I found an article at dusty decks about the original Fortran I compiler. This is interesting because the designers of the fortran compiler were the first to solve a whole bunch of interesting problems. Being a parser geek, I think their solution to operator precedence parsing especially neat.
The goal of operator precedence parsing is to take an expression such as
2 * x + y / 8
and group it according to a set of precedence rules such as “*
and /
bind tighter than +
“, in this case producing
((2 * x) + (y / 8))
Today this problem is well-understood and there is a bunch of algorithms for solving it; the algorithm used in tedir is shift/reduce expression parsing. The fortran guys, on the other hand, had to solve this problem from scratch.

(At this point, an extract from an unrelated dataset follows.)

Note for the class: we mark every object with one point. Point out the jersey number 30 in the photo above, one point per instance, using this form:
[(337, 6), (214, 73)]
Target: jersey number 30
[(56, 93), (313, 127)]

The way they did it was to scan through the expression and expand it in various places with a sequence of parentheses. In the simple case for a language with only +
, -
, /
and *
, the algorithm would do the following:
- Insert
((
at the beginning of the expression and))
at the end - For each
+
and-
insert))+((
and))-((
respectively. - For each
*
and/
insert)*(
and)/(
respectively.
And that’s it! Once the expression has been expanded using these rules it will be correctly parenthesized. For instance
- 2*x+y/8
- ((2*x+y/8
- ((2)*(x+y/8
- ((2)*(x))+((y/8
- ((2)*(x))+((y)/(8
- ((2)*(x))+((y)/(8))
It might not be obvious that this works in all situations, and inserting unmatched parentheses should make any programmer feel queasy. But it does work (Knuth says so) and it generalizes nicely, you just have to insert additional parentheses. Of course, once you get above 5 levels of precedence you might want to investigate ways to optimize the algorithm to avoid inserting endless amounts of parentheses. And once you do that the algorithm starts looking a lot like more “modern” algorithms like shift/reduce parsing. Which was, coincidentally, invented just a few years later by Knuth who also wrote about this algorithm.